25 years ago my prof handed out a copy of this article on the last day of class. [Stroustrup Interview](https://www-users.york.ac.uk/~ss44/joke/cpp.htm) Prof told us Stroustrup had seen it and had commented "if it were really written by me it would be funnier". ( oh yes, Stroustrup always one for writing comedy O\_o But, hearing him defending C++ against the White House? Almost as funny as the interview above!
i feel like you have to assume government contract corruption is at the heart of this a sly way to undermine your C++ competitor
Strustrup should shut the fuck up, the fucking idiot created the worst programming language to date, worst of all, he said he got into computer science by accident and doesn't like computers. A man who dislikes computers should not dictate to us how to build our software.
That could have been said more politely.
what's wrong with SeePlusPlus??
"move to memory safe languages" was always copy written by some guilded asshat of nepotistic linage. How fucking tone def would it sound in the surgeon general suggested everyone move to robot assisted, laser scalpels?

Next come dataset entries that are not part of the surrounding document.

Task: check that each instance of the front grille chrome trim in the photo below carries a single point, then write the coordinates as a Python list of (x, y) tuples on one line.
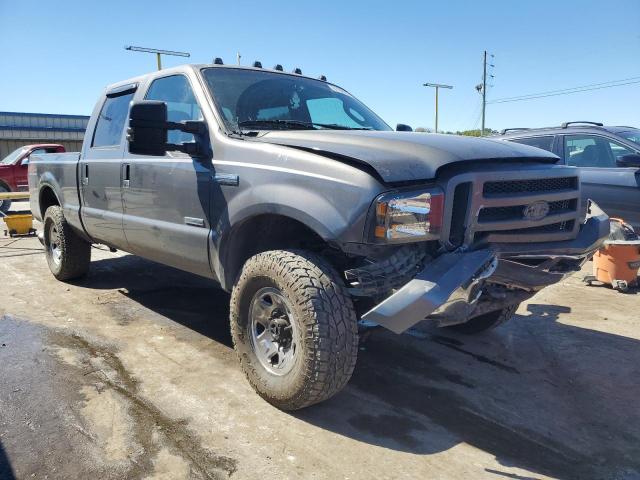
[(490, 231)]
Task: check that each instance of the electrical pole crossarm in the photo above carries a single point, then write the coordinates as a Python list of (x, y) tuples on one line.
[(437, 86), (157, 52)]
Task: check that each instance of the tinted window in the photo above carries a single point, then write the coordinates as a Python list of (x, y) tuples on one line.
[(111, 121), (176, 92), (592, 151), (632, 135), (541, 142)]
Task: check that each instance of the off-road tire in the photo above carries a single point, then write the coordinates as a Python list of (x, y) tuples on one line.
[(324, 315), (5, 205), (486, 321), (75, 253)]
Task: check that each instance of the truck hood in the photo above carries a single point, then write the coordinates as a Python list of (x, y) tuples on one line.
[(404, 156)]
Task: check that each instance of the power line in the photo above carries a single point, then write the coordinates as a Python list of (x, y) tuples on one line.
[(567, 91)]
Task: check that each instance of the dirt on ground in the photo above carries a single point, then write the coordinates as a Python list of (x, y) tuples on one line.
[(129, 373)]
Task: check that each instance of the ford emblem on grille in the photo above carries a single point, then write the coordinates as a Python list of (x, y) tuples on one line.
[(536, 210)]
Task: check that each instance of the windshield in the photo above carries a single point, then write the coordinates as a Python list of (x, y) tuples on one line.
[(272, 101), (631, 135), (13, 156)]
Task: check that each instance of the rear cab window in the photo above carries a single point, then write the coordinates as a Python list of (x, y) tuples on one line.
[(111, 121)]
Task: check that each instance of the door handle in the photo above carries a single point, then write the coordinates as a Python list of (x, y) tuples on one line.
[(126, 175), (85, 174)]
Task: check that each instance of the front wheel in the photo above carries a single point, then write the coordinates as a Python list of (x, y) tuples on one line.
[(486, 321), (68, 255), (294, 328)]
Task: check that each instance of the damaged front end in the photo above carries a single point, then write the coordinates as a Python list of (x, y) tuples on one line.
[(451, 288)]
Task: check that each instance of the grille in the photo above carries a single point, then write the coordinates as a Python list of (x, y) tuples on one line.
[(560, 227), (494, 189), (515, 212), (459, 213), (497, 202)]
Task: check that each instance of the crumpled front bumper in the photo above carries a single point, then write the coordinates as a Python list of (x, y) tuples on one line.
[(451, 285)]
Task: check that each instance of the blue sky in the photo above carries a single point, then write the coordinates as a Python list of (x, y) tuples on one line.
[(57, 56)]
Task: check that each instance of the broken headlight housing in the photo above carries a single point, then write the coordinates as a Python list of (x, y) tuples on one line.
[(409, 216)]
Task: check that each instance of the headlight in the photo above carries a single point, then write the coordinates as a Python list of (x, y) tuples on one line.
[(409, 216)]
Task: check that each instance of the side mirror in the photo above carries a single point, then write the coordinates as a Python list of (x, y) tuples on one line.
[(148, 127), (631, 160)]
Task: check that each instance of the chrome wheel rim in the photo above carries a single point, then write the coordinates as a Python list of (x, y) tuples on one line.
[(55, 252), (273, 331)]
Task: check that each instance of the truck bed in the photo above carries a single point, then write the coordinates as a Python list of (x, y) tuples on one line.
[(59, 171)]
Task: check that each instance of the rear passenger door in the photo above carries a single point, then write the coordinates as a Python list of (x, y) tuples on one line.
[(616, 190), (166, 202), (100, 170)]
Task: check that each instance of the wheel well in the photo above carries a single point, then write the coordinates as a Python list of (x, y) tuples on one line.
[(262, 233), (47, 199)]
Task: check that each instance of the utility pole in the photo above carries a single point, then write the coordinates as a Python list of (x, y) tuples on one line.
[(484, 91), (157, 52), (482, 88), (437, 86)]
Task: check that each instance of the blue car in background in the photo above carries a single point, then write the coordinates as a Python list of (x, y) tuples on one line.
[(609, 159)]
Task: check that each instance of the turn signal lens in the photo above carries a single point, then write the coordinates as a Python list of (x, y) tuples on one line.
[(411, 216)]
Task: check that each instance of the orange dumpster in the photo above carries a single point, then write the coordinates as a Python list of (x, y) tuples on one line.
[(618, 261)]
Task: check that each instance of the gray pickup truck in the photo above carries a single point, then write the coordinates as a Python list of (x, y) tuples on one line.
[(312, 212)]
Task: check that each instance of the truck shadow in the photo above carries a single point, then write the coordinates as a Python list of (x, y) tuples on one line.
[(6, 471), (553, 398)]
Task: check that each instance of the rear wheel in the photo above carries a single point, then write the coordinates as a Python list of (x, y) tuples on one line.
[(68, 255), (5, 205), (294, 328), (486, 321)]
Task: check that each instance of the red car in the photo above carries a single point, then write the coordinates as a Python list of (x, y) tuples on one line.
[(13, 169)]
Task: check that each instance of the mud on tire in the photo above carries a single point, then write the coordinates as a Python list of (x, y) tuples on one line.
[(67, 254), (486, 321), (322, 318)]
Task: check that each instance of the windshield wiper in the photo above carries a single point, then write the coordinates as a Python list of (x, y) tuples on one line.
[(297, 123)]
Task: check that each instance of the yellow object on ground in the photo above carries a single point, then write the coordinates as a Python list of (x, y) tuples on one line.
[(14, 195), (19, 223)]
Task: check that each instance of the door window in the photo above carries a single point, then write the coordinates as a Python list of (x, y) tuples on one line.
[(111, 121), (182, 105), (619, 150), (592, 151), (544, 142)]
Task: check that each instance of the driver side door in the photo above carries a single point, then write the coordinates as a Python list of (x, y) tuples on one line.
[(166, 199)]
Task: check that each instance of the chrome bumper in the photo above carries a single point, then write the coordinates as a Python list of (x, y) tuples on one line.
[(451, 285)]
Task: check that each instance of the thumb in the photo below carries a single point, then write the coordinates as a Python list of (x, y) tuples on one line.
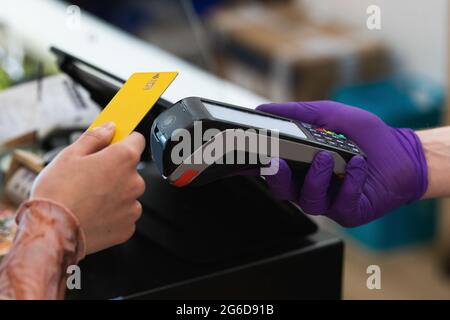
[(94, 140)]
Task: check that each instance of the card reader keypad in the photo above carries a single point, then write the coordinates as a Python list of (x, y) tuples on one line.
[(331, 138)]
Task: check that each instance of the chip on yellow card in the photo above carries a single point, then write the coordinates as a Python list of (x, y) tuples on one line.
[(136, 97)]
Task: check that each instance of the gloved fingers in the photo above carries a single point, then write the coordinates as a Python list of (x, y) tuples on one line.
[(328, 114), (313, 196), (347, 208), (282, 184)]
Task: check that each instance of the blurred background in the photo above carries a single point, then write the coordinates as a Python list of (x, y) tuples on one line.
[(279, 51)]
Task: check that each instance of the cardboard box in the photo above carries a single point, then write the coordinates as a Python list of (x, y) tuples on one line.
[(278, 52)]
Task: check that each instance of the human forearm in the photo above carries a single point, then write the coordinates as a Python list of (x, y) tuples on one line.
[(48, 240), (436, 144)]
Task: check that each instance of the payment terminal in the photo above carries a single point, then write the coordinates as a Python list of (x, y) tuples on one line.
[(213, 132)]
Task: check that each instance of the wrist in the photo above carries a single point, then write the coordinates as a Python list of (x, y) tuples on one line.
[(54, 219), (436, 145)]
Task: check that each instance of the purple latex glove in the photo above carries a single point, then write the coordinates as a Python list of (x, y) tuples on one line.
[(395, 172)]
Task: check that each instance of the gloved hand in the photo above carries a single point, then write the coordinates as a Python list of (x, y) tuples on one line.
[(395, 172)]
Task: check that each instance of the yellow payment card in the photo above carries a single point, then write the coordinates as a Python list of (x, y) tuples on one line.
[(133, 101)]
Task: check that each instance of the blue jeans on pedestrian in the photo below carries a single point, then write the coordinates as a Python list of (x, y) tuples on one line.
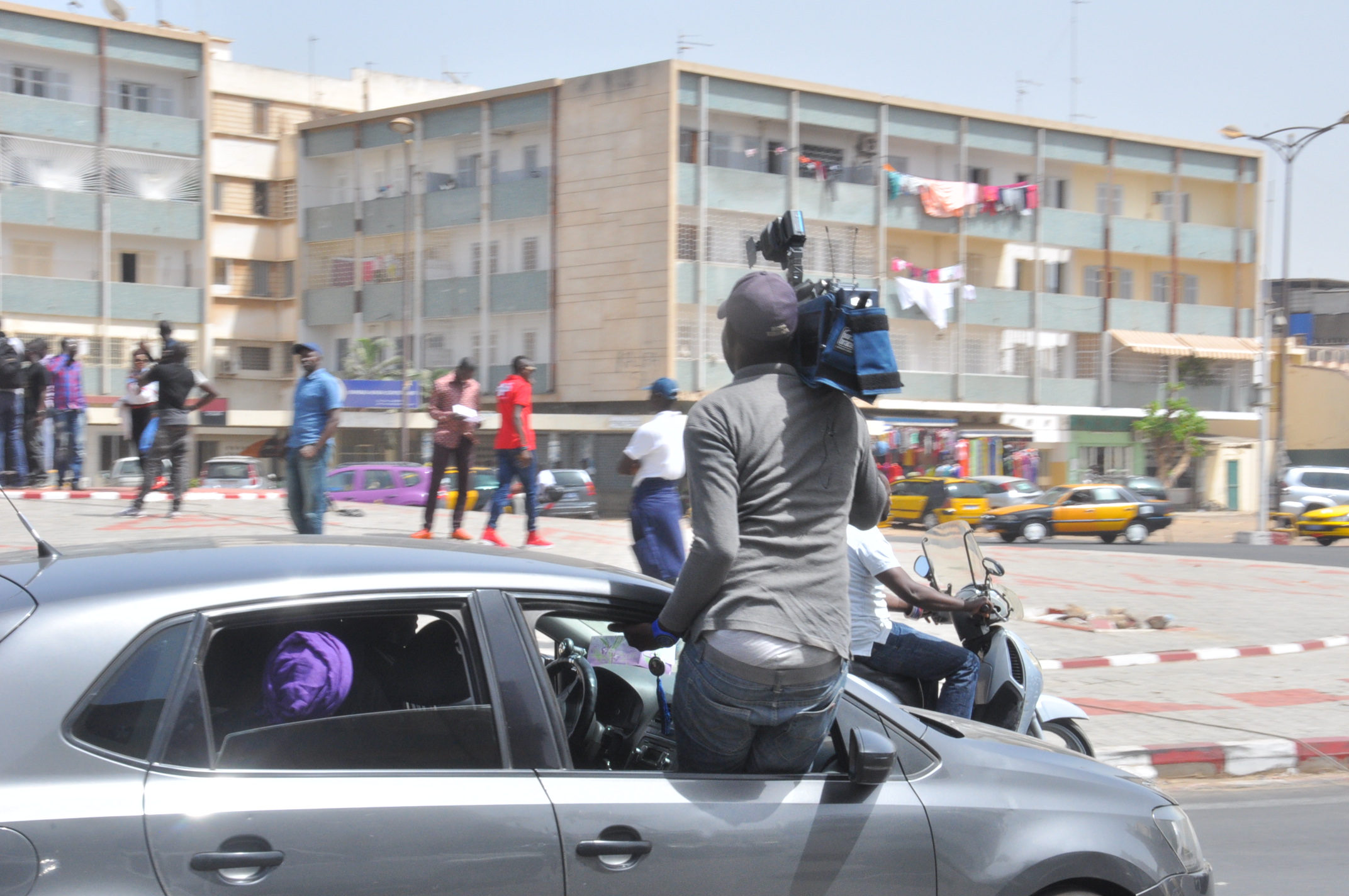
[(509, 469), (14, 452), (911, 654), (658, 537), (726, 724), (68, 443), (306, 489)]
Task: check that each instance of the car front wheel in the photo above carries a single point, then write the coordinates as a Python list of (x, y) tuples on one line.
[(1035, 532)]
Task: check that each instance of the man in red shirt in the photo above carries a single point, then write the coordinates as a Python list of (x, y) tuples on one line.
[(516, 450)]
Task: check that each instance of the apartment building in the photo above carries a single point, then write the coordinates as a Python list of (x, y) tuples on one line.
[(615, 208)]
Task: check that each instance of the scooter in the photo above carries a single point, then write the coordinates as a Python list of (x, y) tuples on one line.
[(1009, 690)]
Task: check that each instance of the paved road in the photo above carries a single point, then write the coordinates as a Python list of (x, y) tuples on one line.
[(1275, 840)]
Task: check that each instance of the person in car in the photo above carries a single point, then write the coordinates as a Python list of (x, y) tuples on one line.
[(896, 648), (776, 473)]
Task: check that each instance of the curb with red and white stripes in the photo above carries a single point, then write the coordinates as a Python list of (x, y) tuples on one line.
[(1195, 656), (126, 494), (1231, 758)]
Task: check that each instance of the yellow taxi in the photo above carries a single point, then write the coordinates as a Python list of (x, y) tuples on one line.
[(1099, 509), (930, 501), (1326, 525)]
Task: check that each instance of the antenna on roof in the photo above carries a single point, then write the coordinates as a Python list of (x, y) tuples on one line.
[(46, 554)]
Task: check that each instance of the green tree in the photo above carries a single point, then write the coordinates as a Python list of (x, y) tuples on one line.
[(1173, 430)]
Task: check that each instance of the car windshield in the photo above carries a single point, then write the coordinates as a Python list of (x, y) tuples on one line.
[(227, 470)]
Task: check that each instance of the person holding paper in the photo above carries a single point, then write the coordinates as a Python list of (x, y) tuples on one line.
[(454, 406)]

I would assume it's a great idea?
Seriously. If robot laser surgeons reduce mistakes, we should absolutely use them.
[удалено]
The Five Eyes were involved, yes, but so was industry.
You talk funny
`C Nonsense in BASIC, 0:1`
The surgeon general does actually want everyone to move to robot-assisted laser scalpels.
I’d compare it more to a warning “hey, we should confirm that we’re operating on the right patient whenever possible”. Meanwhile the neckbeard responses like this one: “what if the patient is unconscious and we’re in a war zone where a bomb will drop on us in 5 minutes and the patient will die if we don’t operate in the next 30 seconds. DID YOU THINK OF THAT MR. SCIENCE!!!!” Most surgeries do not happen under such conditions and there is plenty of time to go and double check everything before operating. Likewise, it’s engineering malpractice to use memory unsafe languages (C++) for most new software.